No total, foram cumpridos cinco mandados de prisão preventiva e quatro determinações de suspensão de função pública. As ordens foram expedidas pelo Tribunal de Justiça do Paraná, em razão da prerrogativa de foro do prefeito.

Entre os presos preventivamente estão:

Marco Antonio Marcondes Silva, prefeito municipal de Fazenda Rio Grande;

Francisco Roberto Barbosa, secretário da Fazenda municipal (que ocupou a Secretaria de Saúde até janeiro deste ano);

Alberto Martins de Faria, auditor do Tribunal de Contas do Estado (TCE-PR);

Samuel Antonio da Silva Nunes e Abrilino Fernandes Gomes, sócios de empresas investigadas.

As ordens judiciais incluem cinco prisões preventivas e quatro suspensões de função pública.

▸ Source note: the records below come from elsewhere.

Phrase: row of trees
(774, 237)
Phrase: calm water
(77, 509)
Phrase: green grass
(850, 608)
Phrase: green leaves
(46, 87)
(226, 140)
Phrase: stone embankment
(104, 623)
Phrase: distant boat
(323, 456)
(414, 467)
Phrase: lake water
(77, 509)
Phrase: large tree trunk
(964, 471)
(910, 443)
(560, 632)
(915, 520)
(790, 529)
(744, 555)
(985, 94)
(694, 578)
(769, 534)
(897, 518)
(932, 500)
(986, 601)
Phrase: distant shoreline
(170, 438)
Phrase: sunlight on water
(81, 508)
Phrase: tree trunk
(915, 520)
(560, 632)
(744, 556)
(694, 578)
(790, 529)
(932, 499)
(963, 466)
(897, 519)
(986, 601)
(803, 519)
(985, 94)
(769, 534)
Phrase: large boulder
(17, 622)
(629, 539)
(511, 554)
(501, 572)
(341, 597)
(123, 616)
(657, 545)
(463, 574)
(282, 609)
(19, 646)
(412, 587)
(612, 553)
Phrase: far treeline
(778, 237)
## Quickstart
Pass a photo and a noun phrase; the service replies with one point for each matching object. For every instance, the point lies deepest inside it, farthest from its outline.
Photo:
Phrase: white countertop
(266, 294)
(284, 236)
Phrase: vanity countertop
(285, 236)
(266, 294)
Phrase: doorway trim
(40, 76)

As medidas foram determinadas pelo TJPR, devido à prerrogativa de foro do prefeito.

Esquema de R$ 10 milhões

Segundo o MP, a organização criminosa atuava por meio de contratos direcionados com uma empresa responsável por testagens domiciliares e levantamentos estatísticos. O modelo teria sido utilizado para superfaturar serviços e desviar recursos públicos, com pagamento de propinas a servidores municipais.

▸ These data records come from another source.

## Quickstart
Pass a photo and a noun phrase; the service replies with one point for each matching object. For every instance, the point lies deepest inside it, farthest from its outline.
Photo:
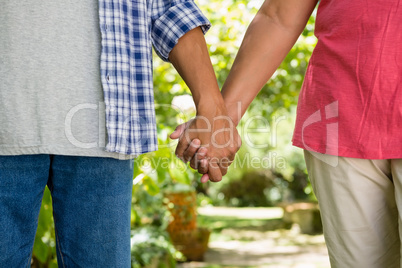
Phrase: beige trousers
(361, 207)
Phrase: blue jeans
(91, 208)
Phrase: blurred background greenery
(267, 170)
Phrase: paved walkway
(249, 247)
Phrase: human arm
(268, 39)
(270, 36)
(212, 127)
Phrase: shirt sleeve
(171, 19)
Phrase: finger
(204, 178)
(191, 150)
(203, 166)
(200, 154)
(178, 131)
(214, 171)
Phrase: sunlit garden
(262, 214)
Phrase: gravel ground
(251, 247)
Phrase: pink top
(351, 100)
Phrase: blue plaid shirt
(129, 28)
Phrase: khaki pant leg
(358, 210)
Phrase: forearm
(268, 39)
(191, 59)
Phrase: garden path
(260, 246)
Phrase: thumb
(204, 178)
(178, 131)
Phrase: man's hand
(215, 137)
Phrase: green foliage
(44, 251)
(156, 171)
(150, 246)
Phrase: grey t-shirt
(51, 98)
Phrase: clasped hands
(209, 141)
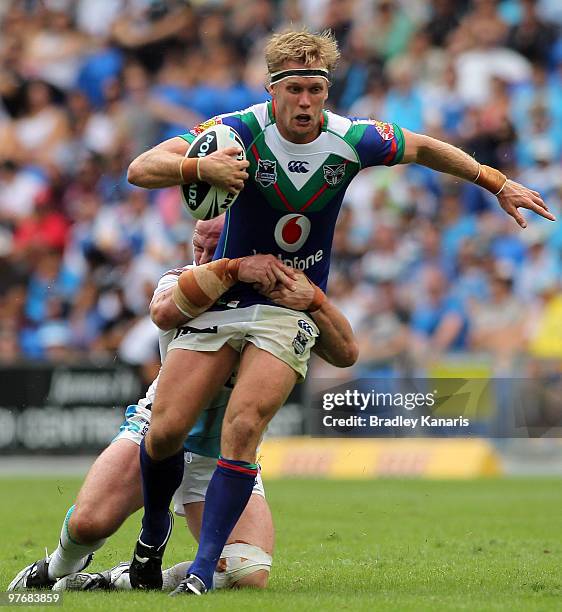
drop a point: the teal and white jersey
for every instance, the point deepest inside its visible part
(290, 203)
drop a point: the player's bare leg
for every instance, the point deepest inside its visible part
(188, 381)
(110, 494)
(246, 558)
(263, 384)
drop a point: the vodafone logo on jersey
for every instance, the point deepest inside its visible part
(292, 231)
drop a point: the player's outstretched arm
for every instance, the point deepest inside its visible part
(165, 165)
(446, 158)
(198, 288)
(336, 344)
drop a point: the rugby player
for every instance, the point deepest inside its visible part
(300, 159)
(102, 507)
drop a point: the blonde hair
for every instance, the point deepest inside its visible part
(301, 46)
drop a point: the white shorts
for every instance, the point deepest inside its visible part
(287, 334)
(197, 472)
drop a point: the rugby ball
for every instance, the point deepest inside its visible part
(202, 200)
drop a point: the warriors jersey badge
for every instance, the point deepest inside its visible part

O prejuízo ao erário é estimado em mais de R$ 10 milhões. Há indícios de que o esquema possa ter se estendido a outras prefeituras.

Nota TCE

Em relação ao episódio registrado no Município de Fazenda Rio Grande nesta quinta-feira (9 de outubro), o Tribunal de Contas do Estado do Paraná (TCE-PR) esclarece:

• O referido servidor estava afastado do TCE-PR desde o início do ano, em licença não remunerada;

• O TCE-PR vai colaborar plenamente com as ações do Ministério Público para que o episódio seja totalmente esclarecido;

• Concluída a investigação, o caso será remetido à Corregedoria-Geral do TCE-PR, para que sejam tomadas todas as providências legais que o caso requeira.

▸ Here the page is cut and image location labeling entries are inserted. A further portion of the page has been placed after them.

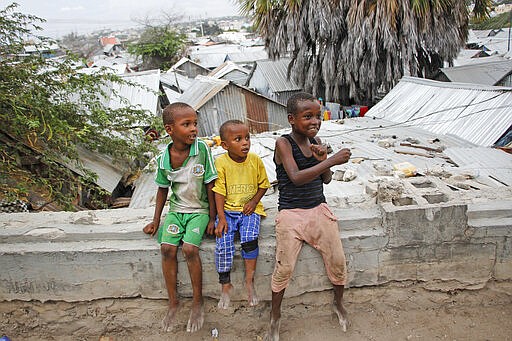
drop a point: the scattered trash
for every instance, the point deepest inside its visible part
(215, 334)
(404, 169)
(386, 143)
(344, 175)
(14, 206)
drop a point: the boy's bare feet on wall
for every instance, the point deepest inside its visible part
(169, 320)
(196, 319)
(251, 294)
(273, 333)
(225, 296)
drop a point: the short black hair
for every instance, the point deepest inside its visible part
(226, 125)
(292, 106)
(170, 111)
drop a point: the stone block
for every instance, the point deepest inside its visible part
(430, 224)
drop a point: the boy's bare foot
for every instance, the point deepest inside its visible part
(169, 320)
(273, 333)
(251, 294)
(196, 319)
(225, 298)
(341, 313)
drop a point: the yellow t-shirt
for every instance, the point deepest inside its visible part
(239, 182)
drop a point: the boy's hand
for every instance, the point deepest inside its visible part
(222, 227)
(342, 156)
(210, 228)
(319, 151)
(150, 228)
(249, 208)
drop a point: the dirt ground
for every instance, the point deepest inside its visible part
(392, 312)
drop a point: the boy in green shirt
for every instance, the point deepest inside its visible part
(186, 167)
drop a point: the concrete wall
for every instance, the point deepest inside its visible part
(97, 254)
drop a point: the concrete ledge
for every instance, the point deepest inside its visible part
(98, 254)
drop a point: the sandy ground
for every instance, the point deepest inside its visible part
(392, 312)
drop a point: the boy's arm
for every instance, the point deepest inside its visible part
(161, 197)
(222, 225)
(284, 155)
(320, 153)
(250, 206)
(212, 207)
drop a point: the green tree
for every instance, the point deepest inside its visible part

Tribunal de Contas do Estado do Paraná

Diretoria de Comunicação Social

NOTA PREFEITURA DE FAZENDA RIO GRANDE

A Prefeitura de Fazenda Rio Grande informa que está acompanhando o andamento do procedimento na manhã de hoje envolvendo a empresa contratada. Todas as informações e documentos solicitados pelas autoridades competentes foram prontamente fornecidos. A administração municipal permanece colaborando integralmente com as investigações e reforça seu compromisso com a transparência e o respeito à legalidade, como sempre pautou suas ações. As atividades da Prefeitura seguem normalmente, garantindo a continuidade dos serviços públicos essenciais à população

O Band Paraná abriu espaço para que os citados apresentem suas versões, mas até o momento não houve retorno das defesas.